Slotted Pages: Page maps slots to offsets.
- Most common approach used in DBMSs today.
- Header keeps track of the number of used slots, the offset of the starting location of the last used slot, and a slot array, which keeps track of the location of the start of each tuple.
- To add a tuple, the slot array will grow from the beginning to the end, and the data of the tuples will grow from end to the beginning. The page is considered full when the slot array and the tuple data meet.
Tuple Layout
A tuple is essentially a sequence of bytes (these bytes do not have to be contiguous). It is the DBMS’s job to interpret those bytes into attribute types and values
Tuple Header: Contains meta-data about the tuple.
- Visibility information for the DBMS’s concurrency control protocol (i.e., information about which transaction created/modified that tuple).
- Bit Map for NULL values.
- Note that the DBMS does not need to store meta-data about the schema of the database here
Tuple Data: Actual data for attributes.
- Attributes are typically stored in the order that you specify them when you create the table.

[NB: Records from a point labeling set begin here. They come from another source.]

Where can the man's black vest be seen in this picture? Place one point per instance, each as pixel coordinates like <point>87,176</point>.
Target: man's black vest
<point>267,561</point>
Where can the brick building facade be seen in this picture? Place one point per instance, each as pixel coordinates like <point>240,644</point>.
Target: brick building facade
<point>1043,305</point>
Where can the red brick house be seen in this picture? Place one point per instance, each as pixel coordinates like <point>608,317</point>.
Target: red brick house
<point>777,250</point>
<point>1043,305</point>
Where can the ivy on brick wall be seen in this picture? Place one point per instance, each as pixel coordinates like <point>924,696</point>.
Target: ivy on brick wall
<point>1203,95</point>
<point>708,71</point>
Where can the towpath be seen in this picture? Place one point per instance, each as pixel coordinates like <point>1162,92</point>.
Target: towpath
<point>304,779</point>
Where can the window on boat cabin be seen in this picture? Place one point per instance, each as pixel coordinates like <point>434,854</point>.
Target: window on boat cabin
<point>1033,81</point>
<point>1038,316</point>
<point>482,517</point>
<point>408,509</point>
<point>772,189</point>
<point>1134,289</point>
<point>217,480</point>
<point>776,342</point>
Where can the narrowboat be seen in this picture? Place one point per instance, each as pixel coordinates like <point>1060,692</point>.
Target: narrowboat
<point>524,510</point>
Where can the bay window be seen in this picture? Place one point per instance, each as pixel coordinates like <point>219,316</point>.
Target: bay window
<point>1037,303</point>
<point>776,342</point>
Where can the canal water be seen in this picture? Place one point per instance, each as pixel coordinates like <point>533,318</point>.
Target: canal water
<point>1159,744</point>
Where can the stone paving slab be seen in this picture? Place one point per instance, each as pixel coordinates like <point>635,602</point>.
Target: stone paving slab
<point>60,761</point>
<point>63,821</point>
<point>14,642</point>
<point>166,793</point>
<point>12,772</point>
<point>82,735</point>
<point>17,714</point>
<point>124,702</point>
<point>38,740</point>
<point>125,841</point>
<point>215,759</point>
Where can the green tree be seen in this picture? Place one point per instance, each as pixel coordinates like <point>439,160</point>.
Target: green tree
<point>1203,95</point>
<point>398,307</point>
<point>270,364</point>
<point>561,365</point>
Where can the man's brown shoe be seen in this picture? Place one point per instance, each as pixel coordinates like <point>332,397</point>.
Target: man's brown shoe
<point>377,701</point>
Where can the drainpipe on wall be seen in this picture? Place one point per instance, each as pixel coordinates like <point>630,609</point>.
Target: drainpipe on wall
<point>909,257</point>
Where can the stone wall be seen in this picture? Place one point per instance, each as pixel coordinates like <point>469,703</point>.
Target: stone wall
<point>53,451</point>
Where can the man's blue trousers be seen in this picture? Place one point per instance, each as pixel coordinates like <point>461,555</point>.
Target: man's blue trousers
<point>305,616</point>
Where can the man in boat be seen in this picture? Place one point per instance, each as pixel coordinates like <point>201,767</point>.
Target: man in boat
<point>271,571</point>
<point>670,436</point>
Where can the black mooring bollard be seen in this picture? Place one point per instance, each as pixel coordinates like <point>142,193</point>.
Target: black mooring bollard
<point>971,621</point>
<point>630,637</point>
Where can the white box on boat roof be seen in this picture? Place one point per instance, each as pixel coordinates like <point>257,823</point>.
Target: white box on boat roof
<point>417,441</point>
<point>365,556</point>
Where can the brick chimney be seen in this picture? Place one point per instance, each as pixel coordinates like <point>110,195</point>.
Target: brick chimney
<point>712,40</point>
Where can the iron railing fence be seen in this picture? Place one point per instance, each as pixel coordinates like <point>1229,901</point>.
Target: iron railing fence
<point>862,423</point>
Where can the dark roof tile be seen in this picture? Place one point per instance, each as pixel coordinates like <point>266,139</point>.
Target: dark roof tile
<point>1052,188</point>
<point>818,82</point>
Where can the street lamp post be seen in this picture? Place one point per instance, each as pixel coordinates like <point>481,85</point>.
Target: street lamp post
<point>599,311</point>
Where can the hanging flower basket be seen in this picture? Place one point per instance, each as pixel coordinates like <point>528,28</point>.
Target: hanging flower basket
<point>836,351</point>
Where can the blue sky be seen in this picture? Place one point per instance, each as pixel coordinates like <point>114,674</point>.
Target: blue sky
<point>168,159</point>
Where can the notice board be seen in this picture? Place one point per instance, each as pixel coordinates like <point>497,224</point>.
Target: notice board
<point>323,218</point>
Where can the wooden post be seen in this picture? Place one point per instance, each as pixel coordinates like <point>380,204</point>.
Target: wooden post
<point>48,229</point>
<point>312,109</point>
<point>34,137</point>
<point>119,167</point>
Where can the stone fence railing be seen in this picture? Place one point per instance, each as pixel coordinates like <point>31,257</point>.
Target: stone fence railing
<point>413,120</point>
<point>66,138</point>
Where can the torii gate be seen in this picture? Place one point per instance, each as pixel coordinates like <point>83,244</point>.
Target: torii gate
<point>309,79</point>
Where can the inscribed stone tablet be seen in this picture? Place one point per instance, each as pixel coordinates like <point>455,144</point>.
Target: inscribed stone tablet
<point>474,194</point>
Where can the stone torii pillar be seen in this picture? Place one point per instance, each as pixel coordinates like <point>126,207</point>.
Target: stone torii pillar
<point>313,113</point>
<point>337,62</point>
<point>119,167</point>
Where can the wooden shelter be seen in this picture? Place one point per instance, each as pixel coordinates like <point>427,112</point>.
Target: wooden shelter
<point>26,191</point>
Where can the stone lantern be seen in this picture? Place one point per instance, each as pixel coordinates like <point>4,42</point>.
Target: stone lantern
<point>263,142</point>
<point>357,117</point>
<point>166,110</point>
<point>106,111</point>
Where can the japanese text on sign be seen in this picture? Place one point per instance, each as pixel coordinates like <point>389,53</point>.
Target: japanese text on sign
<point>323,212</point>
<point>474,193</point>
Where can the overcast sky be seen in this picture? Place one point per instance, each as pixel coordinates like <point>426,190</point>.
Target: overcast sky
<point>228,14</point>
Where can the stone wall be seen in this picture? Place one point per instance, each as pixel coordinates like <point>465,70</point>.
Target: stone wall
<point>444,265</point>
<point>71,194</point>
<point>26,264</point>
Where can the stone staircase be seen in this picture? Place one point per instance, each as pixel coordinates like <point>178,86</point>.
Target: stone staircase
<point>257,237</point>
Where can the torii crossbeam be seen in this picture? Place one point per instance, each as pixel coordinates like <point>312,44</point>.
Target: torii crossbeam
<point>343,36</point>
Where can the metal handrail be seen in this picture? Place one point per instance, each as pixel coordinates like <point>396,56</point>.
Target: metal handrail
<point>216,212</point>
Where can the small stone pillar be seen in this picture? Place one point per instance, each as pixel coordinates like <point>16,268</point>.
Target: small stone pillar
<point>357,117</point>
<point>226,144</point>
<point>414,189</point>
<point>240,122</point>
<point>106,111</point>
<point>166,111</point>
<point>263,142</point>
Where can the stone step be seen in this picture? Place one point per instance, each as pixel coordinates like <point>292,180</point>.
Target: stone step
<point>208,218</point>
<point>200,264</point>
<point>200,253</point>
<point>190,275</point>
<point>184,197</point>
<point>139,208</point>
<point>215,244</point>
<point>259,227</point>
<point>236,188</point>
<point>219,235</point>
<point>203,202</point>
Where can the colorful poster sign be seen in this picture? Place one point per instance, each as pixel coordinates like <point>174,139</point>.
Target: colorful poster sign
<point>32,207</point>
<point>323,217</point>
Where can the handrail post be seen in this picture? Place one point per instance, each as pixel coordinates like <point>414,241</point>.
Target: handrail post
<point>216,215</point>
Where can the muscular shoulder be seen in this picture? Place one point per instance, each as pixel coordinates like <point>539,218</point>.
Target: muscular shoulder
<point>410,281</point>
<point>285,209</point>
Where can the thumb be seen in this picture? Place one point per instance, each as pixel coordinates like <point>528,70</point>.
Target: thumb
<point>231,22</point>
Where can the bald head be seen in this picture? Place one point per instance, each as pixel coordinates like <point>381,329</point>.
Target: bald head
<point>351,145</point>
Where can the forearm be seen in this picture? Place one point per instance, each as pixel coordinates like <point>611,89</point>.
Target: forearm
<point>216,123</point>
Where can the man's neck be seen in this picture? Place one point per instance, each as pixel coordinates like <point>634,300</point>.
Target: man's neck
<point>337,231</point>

- Most DBMSs do not allow a tuple to exceed the size of a page.
Unique Identifier:
- Each tuple in the database is assigned a unique identifier.
- Most common: page id + (offset or slot)
- An application cannot rely on these ids to mean anything
Denormalized Tuple Data: If two tables are related, the DBMS can “pre-join” them, so the tables end up on the same page. This makes reads faster since the DBMS only has to load in one page rather than two separate pages. However, it makes updates more expensive since the DBMS needs more space for each tuple.